The Senate passed SB 233 along party lines. It now moves to the House. The legislation, sponsored by Sen. Greg Dolezal (R-Cumming), would create a new type of private school voucher—an Education Savings Account, or ESA—that would send $6,000 to each participating student every year. The program would join the state’s two existing voucher programs, which carry a combined price tag of about $150 million annually.

The Senate also passed SB 211 from Sen. Billy Hickman (R-Statesboro). This would establish the Georgia Council on Literacy to set new district improvement requirements and oversight mechanisms. The council would comprise 10 legislators, two teachers, two superintendents, two school board members, and two literacy advocates.

Health

SB 140 passed, which would prohibit doctors from prescribing hormone therapy or performing gender-affirming surgeries on transgender people under the age of 18.

HB 520, this year’s most comprehensive mental health reform bill, passed the House last week 163-3 and is working its way through the Senate. The nearly 50-page bill calls for standardizing the state’s definition of “serious mental illness” to promote easier collaboration between state agencies, courts, law enforcement, and other stakeholder groups.

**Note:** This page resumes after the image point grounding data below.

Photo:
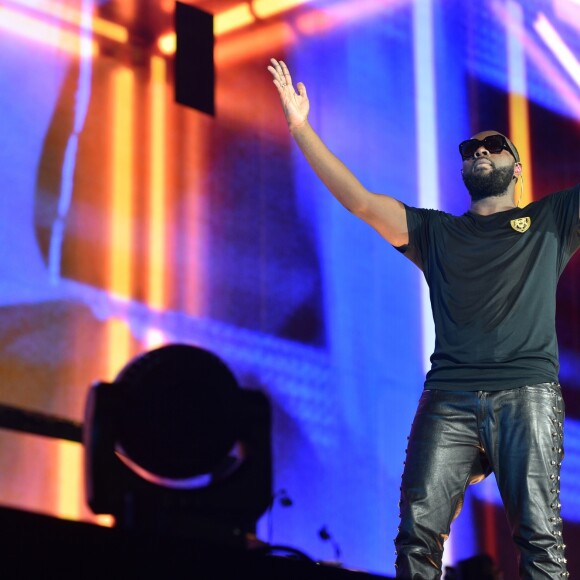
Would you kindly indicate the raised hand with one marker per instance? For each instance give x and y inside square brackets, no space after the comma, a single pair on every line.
[295,104]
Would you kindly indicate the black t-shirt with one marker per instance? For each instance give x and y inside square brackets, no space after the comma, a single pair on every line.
[492,283]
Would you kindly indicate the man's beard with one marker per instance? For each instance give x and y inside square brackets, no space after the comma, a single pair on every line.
[490,184]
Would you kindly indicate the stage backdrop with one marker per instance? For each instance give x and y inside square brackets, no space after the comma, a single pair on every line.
[128,221]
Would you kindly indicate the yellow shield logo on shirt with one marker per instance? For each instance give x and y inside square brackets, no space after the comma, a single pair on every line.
[521,225]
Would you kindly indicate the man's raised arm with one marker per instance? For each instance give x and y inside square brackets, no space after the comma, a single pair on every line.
[384,213]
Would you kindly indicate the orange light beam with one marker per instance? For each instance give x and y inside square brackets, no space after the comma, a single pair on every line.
[157,186]
[266,8]
[121,208]
[236,17]
[518,102]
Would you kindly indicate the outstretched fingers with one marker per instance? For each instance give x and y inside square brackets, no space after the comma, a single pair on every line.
[281,74]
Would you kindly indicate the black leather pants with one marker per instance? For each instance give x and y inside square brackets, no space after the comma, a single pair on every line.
[458,438]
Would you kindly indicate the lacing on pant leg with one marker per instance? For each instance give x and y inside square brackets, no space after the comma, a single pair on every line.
[555,505]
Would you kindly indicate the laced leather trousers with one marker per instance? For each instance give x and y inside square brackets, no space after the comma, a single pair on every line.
[458,438]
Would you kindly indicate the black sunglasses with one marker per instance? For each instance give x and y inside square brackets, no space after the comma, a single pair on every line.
[493,143]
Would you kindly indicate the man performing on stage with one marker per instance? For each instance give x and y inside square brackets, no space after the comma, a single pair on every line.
[492,400]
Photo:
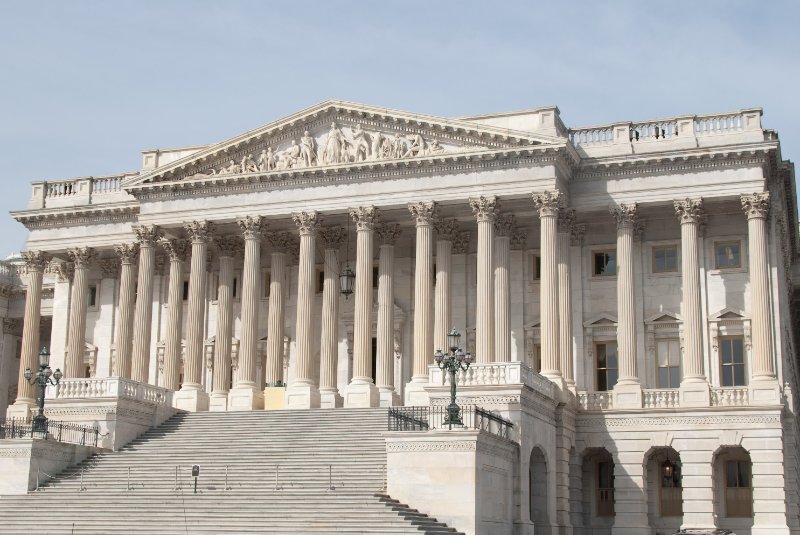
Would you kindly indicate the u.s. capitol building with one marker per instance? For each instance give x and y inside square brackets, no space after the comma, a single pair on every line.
[627,291]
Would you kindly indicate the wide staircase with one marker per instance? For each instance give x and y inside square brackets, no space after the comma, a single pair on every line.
[315,471]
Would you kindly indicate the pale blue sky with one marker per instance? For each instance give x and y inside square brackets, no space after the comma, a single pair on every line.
[86,85]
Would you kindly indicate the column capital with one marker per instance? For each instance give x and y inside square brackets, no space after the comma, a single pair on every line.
[36,260]
[424,213]
[109,267]
[387,233]
[484,208]
[127,252]
[689,210]
[626,215]
[81,257]
[504,225]
[332,237]
[566,219]
[577,234]
[519,238]
[177,249]
[461,243]
[148,235]
[307,222]
[199,231]
[229,245]
[756,205]
[447,229]
[252,227]
[364,217]
[548,203]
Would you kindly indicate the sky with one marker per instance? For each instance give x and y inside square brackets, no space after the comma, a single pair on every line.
[85,86]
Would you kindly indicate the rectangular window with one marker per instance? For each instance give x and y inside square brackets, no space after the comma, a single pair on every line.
[668,359]
[728,254]
[738,490]
[605,263]
[731,354]
[665,258]
[92,295]
[607,372]
[605,489]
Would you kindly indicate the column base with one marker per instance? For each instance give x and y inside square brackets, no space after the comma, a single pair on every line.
[361,394]
[628,396]
[415,394]
[190,400]
[302,396]
[21,410]
[218,402]
[274,398]
[765,392]
[695,394]
[330,399]
[388,397]
[245,398]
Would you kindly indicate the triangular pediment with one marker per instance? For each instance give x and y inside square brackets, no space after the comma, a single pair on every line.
[333,135]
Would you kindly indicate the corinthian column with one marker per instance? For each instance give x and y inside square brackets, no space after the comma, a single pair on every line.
[756,206]
[35,264]
[565,221]
[178,250]
[627,390]
[361,391]
[423,214]
[147,237]
[447,231]
[193,397]
[485,210]
[127,254]
[332,238]
[302,392]
[548,204]
[229,247]
[503,227]
[387,236]
[76,344]
[246,395]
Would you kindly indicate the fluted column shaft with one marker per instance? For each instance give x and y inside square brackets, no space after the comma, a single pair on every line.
[307,224]
[626,323]
[565,297]
[756,206]
[690,213]
[548,204]
[362,336]
[127,297]
[76,344]
[35,263]
[484,209]
[199,232]
[221,376]
[140,368]
[172,335]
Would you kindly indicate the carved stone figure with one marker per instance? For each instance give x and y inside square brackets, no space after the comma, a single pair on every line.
[308,149]
[360,145]
[332,154]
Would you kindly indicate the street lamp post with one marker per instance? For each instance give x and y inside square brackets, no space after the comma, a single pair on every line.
[455,360]
[45,376]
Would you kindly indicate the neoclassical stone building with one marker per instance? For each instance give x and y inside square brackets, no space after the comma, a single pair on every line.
[627,291]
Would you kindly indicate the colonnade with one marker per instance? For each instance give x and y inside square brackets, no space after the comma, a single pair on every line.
[314,381]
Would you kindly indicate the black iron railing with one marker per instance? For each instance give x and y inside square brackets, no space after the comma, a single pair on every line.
[49,430]
[425,418]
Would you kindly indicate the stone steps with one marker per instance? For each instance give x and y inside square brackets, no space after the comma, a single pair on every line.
[303,445]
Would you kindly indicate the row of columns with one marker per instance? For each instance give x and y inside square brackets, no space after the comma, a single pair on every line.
[314,383]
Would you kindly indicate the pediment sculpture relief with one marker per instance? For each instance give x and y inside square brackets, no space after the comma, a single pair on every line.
[338,146]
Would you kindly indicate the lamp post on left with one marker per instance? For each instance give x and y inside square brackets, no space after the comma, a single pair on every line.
[45,376]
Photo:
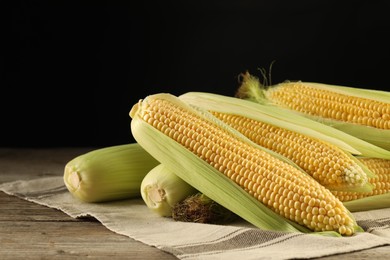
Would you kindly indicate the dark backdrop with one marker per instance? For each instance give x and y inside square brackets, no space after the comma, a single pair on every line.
[71,70]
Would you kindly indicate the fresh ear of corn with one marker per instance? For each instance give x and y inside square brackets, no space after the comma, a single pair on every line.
[109,173]
[161,189]
[379,197]
[360,112]
[231,170]
[326,159]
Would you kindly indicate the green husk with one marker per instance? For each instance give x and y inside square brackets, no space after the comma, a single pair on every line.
[203,176]
[369,203]
[369,141]
[109,173]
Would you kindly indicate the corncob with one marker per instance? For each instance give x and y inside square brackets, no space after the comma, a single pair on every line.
[361,112]
[108,173]
[327,163]
[233,171]
[381,182]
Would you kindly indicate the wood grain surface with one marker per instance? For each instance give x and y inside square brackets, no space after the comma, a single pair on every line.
[32,231]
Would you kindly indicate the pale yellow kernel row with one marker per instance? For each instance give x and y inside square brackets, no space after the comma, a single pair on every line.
[381,182]
[324,103]
[324,162]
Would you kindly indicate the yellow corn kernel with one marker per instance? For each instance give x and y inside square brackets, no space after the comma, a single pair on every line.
[326,163]
[310,98]
[381,183]
[278,185]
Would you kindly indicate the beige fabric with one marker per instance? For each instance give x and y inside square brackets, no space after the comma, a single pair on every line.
[202,241]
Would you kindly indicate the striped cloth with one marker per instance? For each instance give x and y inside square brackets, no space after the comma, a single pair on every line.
[239,240]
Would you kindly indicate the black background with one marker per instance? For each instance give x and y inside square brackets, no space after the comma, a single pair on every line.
[71,70]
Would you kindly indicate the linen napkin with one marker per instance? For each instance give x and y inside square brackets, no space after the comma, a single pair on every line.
[238,240]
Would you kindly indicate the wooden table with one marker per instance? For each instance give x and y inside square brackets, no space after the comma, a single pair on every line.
[29,230]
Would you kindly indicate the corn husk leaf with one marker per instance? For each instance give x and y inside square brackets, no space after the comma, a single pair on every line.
[369,141]
[369,203]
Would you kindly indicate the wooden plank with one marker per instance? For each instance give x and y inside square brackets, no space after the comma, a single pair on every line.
[42,233]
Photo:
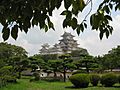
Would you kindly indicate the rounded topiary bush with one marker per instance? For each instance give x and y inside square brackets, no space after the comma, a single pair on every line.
[108,80]
[94,79]
[80,80]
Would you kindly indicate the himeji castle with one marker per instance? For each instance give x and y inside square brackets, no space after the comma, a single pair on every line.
[65,46]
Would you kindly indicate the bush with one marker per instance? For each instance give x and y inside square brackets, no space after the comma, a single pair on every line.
[108,80]
[94,79]
[79,71]
[37,76]
[51,79]
[80,80]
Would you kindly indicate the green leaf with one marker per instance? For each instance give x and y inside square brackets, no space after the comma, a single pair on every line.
[108,17]
[85,25]
[111,6]
[78,30]
[67,3]
[74,23]
[14,32]
[58,3]
[106,8]
[82,4]
[101,35]
[106,32]
[81,27]
[6,33]
[46,28]
[64,23]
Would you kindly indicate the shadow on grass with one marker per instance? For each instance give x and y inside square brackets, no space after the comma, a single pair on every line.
[73,87]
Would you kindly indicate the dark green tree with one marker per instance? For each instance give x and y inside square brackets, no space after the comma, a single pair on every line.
[24,14]
[86,62]
[14,56]
[66,64]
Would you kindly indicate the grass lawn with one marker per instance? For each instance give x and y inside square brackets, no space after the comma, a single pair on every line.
[24,84]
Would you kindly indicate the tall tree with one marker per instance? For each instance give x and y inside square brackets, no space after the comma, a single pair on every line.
[24,14]
[66,64]
[14,56]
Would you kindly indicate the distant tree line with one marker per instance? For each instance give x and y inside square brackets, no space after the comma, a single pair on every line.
[14,61]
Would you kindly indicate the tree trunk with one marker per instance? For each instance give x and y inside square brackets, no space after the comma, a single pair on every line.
[64,75]
[19,75]
[55,75]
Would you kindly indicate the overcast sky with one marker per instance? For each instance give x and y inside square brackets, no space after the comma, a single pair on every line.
[89,39]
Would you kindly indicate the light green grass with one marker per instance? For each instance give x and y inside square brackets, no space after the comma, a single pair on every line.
[24,84]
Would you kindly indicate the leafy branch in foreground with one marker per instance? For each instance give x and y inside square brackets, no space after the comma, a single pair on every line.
[21,15]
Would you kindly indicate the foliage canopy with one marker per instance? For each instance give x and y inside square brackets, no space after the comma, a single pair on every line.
[24,14]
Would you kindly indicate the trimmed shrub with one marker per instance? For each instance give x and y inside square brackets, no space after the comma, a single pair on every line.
[80,80]
[79,71]
[52,79]
[37,76]
[108,80]
[94,79]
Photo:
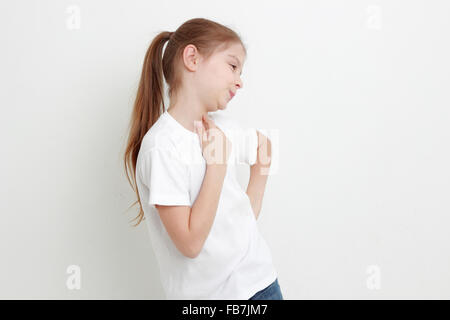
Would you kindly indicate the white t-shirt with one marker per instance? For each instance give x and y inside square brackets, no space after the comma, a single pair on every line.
[235,261]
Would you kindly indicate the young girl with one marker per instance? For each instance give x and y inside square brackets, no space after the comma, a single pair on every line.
[201,222]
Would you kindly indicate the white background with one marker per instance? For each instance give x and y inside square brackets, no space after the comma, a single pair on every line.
[357,90]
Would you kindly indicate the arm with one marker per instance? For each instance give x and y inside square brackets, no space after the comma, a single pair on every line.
[259,172]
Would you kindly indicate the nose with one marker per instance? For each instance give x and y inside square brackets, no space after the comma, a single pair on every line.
[239,84]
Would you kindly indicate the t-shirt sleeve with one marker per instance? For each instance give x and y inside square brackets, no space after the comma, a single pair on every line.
[167,178]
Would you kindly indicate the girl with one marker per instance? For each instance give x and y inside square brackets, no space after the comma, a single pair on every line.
[201,222]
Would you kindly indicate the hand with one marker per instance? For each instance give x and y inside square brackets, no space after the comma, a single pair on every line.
[216,148]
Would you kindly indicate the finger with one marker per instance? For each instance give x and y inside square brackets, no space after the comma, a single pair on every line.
[206,121]
[198,129]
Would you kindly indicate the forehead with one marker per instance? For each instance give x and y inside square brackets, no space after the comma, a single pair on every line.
[236,54]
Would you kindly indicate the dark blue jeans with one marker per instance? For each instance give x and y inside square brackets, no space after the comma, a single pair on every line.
[272,292]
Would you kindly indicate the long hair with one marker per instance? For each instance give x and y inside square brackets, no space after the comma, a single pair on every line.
[207,36]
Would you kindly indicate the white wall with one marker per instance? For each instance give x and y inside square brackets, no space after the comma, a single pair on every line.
[358,92]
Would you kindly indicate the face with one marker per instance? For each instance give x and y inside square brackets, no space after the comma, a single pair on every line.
[220,76]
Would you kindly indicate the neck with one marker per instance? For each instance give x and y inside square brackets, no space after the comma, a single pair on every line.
[186,114]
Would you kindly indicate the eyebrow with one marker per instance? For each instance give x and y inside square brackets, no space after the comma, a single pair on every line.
[239,62]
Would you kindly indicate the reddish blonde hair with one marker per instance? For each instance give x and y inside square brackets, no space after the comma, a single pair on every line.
[208,37]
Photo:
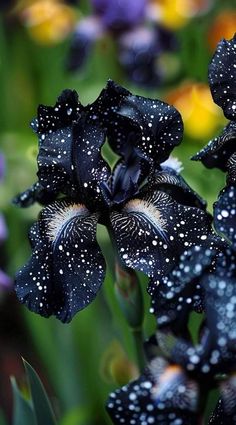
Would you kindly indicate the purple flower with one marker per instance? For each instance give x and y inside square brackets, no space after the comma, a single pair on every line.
[120,14]
[139,43]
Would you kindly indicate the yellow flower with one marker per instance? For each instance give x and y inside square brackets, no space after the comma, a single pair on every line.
[200,114]
[48,21]
[176,13]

It would create incentives to help grow the state’s workforce of licensed mental health and treatment providers, including expanding a student loan-forgiveness program for providers and making it easier for state agencies to share information about patients in crisis. It would look at ways to more effectively help Georgia’s small group of so-called “familiar faces” — people struggling with serious mental illness who cycle between jails, homelessness, and institutions

General

Lawmakers did not pass any sports betting legislation in either chamber.